Thursday, April 26, 2012

Quick Meditation Exercise for Stress-Relief

By Gabrielle DeFusco
We all have an inner flame (Agni) which gives us the unique energy of who we are, providing us the sustainability for our body, mind, breath, and spirit. As we ride the waves of life, sometimes the tides are high, sometimes low, and when there is a disruption to the energy of our life’s flow, imbalance occurs. Our inner flame may feel as if it is being blown out, creating unwanted stress in our lives. Although stress finds its way to all of us, it does not mean we have to surrender to it. Meditation is one of the many positive ways to bring stress relief to ourselves. It helps us live our lives each day with more peace and calm, while keeping our inner flame strongly lit as we flow with the tides of life.

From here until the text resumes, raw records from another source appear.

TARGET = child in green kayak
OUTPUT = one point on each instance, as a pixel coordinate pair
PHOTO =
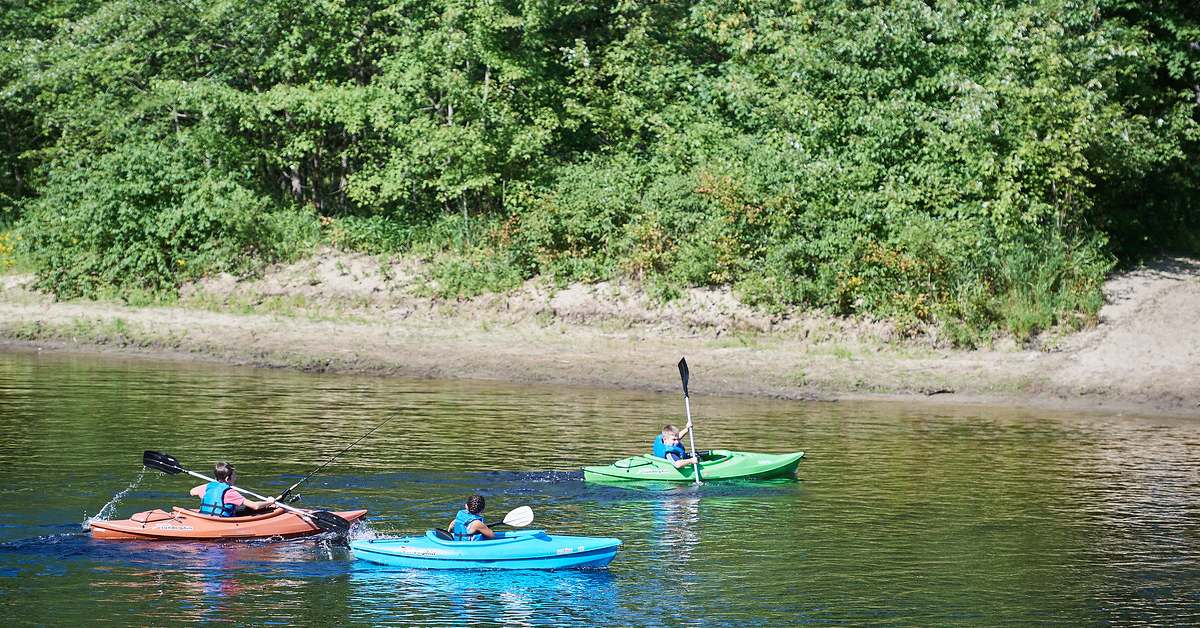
(468, 524)
(669, 444)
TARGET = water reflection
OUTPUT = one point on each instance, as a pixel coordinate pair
(510, 597)
(676, 518)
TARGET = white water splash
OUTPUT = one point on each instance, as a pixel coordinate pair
(361, 530)
(107, 510)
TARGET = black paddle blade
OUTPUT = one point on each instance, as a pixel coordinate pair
(162, 462)
(330, 522)
(683, 375)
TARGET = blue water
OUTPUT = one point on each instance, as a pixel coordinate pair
(900, 515)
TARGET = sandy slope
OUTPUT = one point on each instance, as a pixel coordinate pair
(357, 314)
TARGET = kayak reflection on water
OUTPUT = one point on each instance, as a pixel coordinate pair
(676, 522)
(489, 596)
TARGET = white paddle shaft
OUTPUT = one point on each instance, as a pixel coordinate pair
(691, 438)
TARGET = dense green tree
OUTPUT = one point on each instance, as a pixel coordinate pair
(973, 163)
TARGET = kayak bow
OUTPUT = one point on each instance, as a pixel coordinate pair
(526, 549)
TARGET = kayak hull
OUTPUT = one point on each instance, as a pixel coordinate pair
(718, 465)
(527, 549)
(183, 524)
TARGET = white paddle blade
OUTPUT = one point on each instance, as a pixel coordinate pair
(519, 516)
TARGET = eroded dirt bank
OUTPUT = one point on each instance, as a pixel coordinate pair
(361, 315)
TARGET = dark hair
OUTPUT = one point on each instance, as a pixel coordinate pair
(223, 471)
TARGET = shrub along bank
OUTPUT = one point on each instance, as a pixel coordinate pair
(973, 165)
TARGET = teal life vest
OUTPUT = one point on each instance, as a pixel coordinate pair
(661, 449)
(461, 521)
(213, 503)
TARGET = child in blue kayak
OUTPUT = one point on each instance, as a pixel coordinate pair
(468, 524)
(220, 498)
(669, 444)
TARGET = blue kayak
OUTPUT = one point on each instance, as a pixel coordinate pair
(523, 549)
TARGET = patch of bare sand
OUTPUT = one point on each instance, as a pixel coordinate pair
(359, 314)
(1146, 347)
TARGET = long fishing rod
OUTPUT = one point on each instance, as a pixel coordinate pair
(285, 494)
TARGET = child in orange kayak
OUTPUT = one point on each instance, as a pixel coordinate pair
(468, 524)
(220, 498)
(669, 444)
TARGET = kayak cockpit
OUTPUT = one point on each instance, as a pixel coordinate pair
(502, 538)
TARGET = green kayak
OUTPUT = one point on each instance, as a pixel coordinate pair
(715, 465)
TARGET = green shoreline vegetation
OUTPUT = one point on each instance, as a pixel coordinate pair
(978, 166)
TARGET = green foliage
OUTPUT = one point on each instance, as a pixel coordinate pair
(976, 166)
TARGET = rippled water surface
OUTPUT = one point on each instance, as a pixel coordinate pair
(900, 514)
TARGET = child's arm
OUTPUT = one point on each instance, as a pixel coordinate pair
(479, 527)
(258, 506)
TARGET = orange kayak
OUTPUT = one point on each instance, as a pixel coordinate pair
(190, 525)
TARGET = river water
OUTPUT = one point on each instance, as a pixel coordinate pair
(900, 515)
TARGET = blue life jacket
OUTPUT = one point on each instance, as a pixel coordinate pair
(461, 521)
(661, 449)
(213, 503)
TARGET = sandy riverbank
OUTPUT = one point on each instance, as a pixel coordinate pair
(357, 314)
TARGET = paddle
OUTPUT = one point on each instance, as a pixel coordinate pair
(323, 519)
(292, 488)
(687, 405)
(516, 518)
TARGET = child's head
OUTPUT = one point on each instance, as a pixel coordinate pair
(225, 472)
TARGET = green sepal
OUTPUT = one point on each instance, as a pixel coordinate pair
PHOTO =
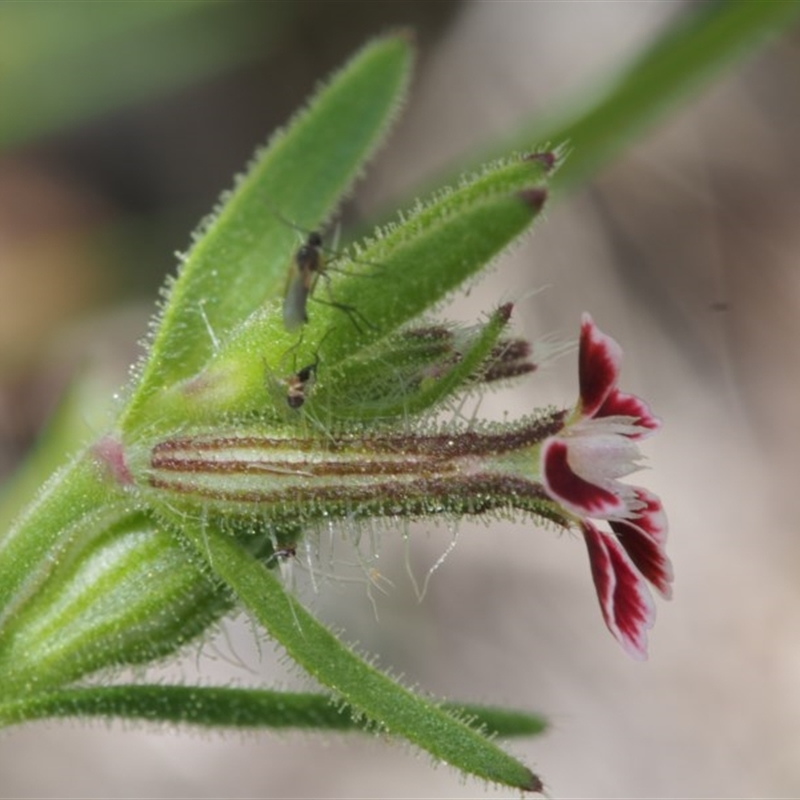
(410, 377)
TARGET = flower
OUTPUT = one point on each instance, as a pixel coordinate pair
(581, 467)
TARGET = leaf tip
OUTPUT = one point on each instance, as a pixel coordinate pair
(547, 159)
(534, 784)
(504, 313)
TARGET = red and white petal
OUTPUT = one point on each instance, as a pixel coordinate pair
(619, 404)
(625, 601)
(647, 554)
(650, 516)
(599, 361)
(577, 495)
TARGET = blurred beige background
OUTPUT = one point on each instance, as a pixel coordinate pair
(686, 250)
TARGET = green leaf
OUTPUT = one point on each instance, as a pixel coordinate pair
(603, 120)
(232, 707)
(87, 609)
(241, 255)
(404, 271)
(361, 686)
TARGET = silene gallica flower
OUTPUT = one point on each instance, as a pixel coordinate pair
(581, 466)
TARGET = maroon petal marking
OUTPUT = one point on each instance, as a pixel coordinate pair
(629, 405)
(569, 489)
(651, 517)
(599, 360)
(647, 554)
(625, 602)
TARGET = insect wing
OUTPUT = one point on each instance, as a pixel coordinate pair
(294, 301)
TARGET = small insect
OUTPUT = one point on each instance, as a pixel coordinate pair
(296, 385)
(308, 265)
(285, 553)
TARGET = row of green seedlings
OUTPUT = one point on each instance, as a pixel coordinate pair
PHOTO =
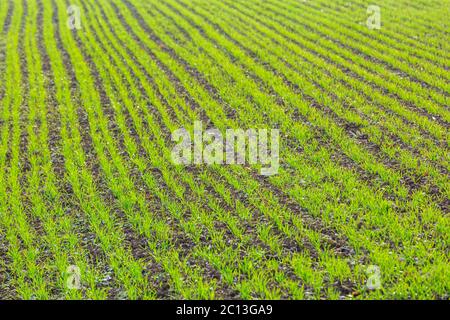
(214, 205)
(109, 236)
(396, 12)
(134, 28)
(14, 224)
(391, 80)
(394, 57)
(335, 55)
(296, 77)
(387, 37)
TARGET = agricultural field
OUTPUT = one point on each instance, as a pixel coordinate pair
(93, 206)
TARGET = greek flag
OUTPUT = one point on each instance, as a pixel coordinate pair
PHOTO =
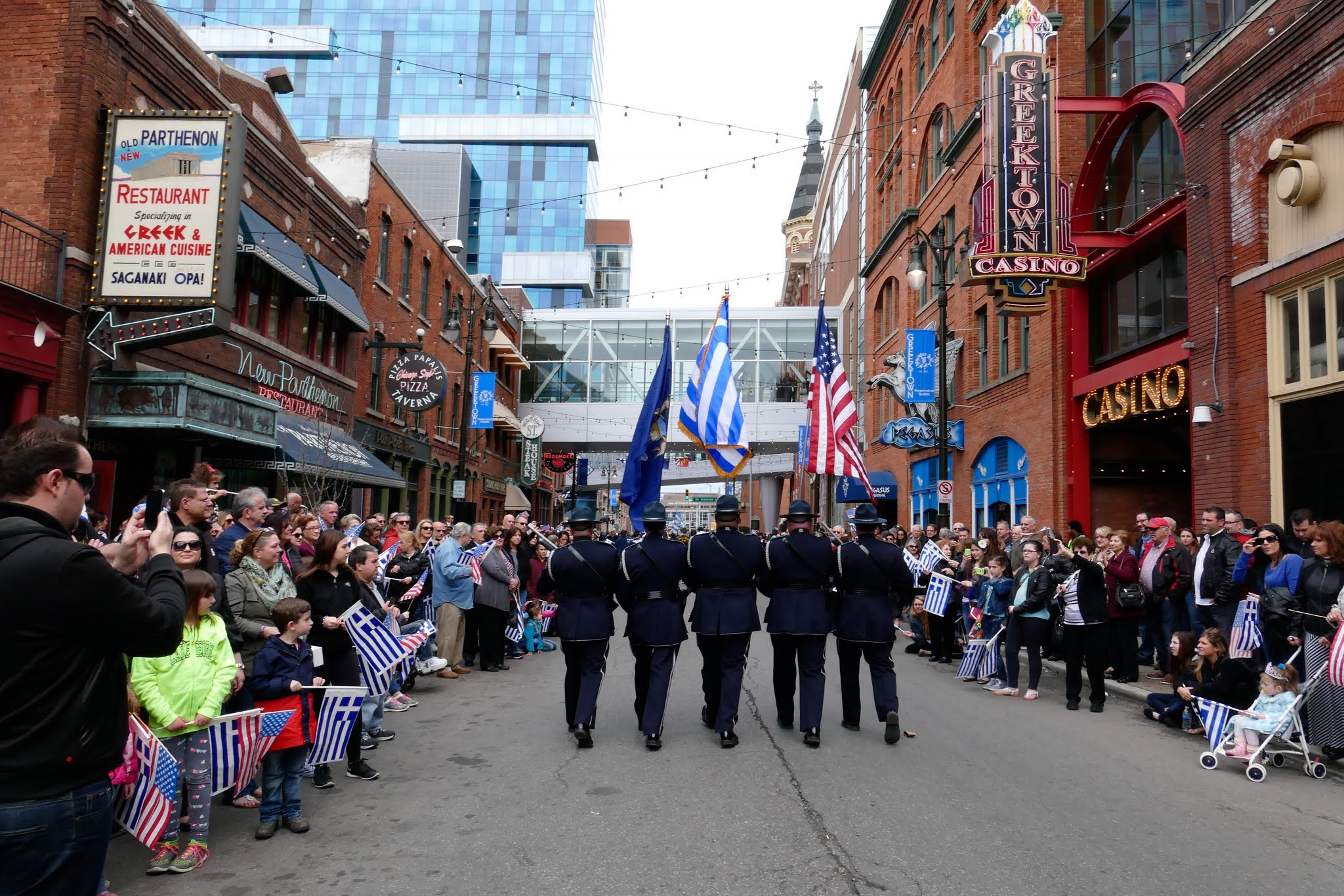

Here is a quick meditation for you to practice if stress has made an unwelcoming visit and has settled into your body. Read the meditation a few times to become familiar with the exercise so it will come very naturally to you when you are ready to begin. 
 
Find a comfortable place where you can relax with ease. This can be your bed, couch, favorite chair, or even outdoors. Let it be a place where you will not become easily distracted or interrupted. Close your eyes, take a couple of deep breaths into your body, and settle into the comfortable space that surrounds you. Allow your exhalations to be longer than your inhalations, as this has a calming, soothing effect for the entire body. Feel your chest and ribcage expand and relax while the belly rises and falls as you breathe in and out through the nose. Let the breath be soft, not forceful. As you inhale, feel the cool breath travel to the roof of your mouth, all the way up to your brain, and let the cool breath refresh your mind.  As you exhale, allow the tension to leave your body. Channel your next inhalation throughout your entire body, soothing your nerves, and as you exhale, soften your spirit, and lighten your load. With each exhaled breath, release your cares, empty your mind,  invite calm into your entire being, and come home to yourself once again. Repeat as you wish.

If finding a quiet place to relax is not possible, whether it is because we are stuck in traffic, at work, or waiting for an appointment at the doctor’s office, we may still practice this meditation. Focusing, directing, feeling, and being aware of the breath and its sensations brings us to the present moment and helps us not to concentrate on our stress. This brings a grounding effect to our mind and body when stress often makes us feel ungrounded. Also, by taking deep breaths of fresh oxygen into our bodies, it sends a message to our nervous system that all is well, leaving us feeling calmer and relaxed.